Holiday lessons from a cheap albeit creepy stocking stuffer.
December 25, 2010
On Christmas morning, after pillaging all the gifts under the tree, my girls retreated to the hardwood floors of our kitchen to let loose a set of miniature toy bugs they received in their stockings. The tiny critters operate via a batter-operated chip that vibrates them forward. At less than two inches long, they look (unfortunately) a lot like real roaches and silverfish scuttling across our kitchen floor. At the cash register, they were five or six bucks each. Guess what? My daughters played with them a full hour before even considering their other more elaborate, more technical, more expensive toys.
The lesson never gets old.
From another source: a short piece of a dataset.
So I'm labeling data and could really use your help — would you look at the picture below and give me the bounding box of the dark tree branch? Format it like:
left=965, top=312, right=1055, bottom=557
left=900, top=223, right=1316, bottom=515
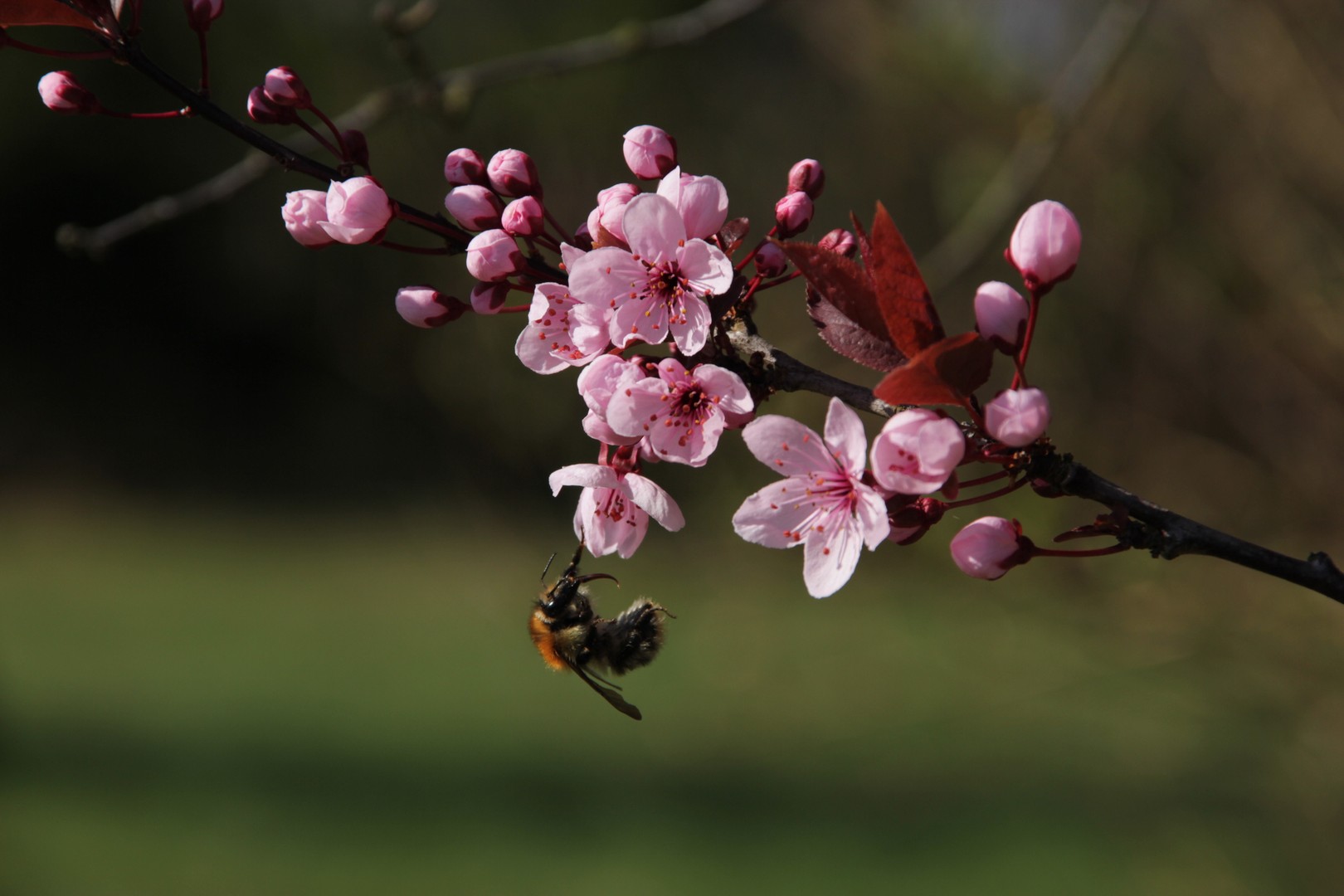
left=728, top=321, right=1344, bottom=603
Alas, it seldom gets remembered either. At least, not when it counts: on Christmas morning. I’m not talking about the true meaning of Christmas -although that’s certainly a fair discussion. I’m talking about the undisputable fact that kids don’t require anything like we think they do in order to be “happy” on Christmas morning.
If we’re lucky enough to have means, we adults inevitably abuse this privilege by assuming our children won’t be delighted unless they get a bazillion presents under the tree. Not only is this not true it’s a mistake that compounds over time. By lavishing our kids with gifts we teach them to be reckless consumers or worse yet to be selfish people. Yet, we don’t care. We want every Christmas to be special, or for that matter every Easter and birthday. While the old saw that they’ll like the “box it came in” better than the toy itself is perhaps naïve, the lesson isn’t: Kids like goofy shit.
Why don’t we ever learn? No doubt We in Adland are culpable. Have we not been preaching rampant consumerism forever? Somehow the American dream of a chicken in every pot has metamorphosed (pun intended) into a Lexus in every driveway. And it starts with our kids doesn’t it?
I’m proud this year that we didn’t go overboard. Yes, because of the recession but also because it wasn’t necessary. This Christmas was every bit as joyful as last years and in January my Visa bill will be oh so much better! I only have one question: how do I keep the children from bringing those crawling bugs to Grandmother’s house later today?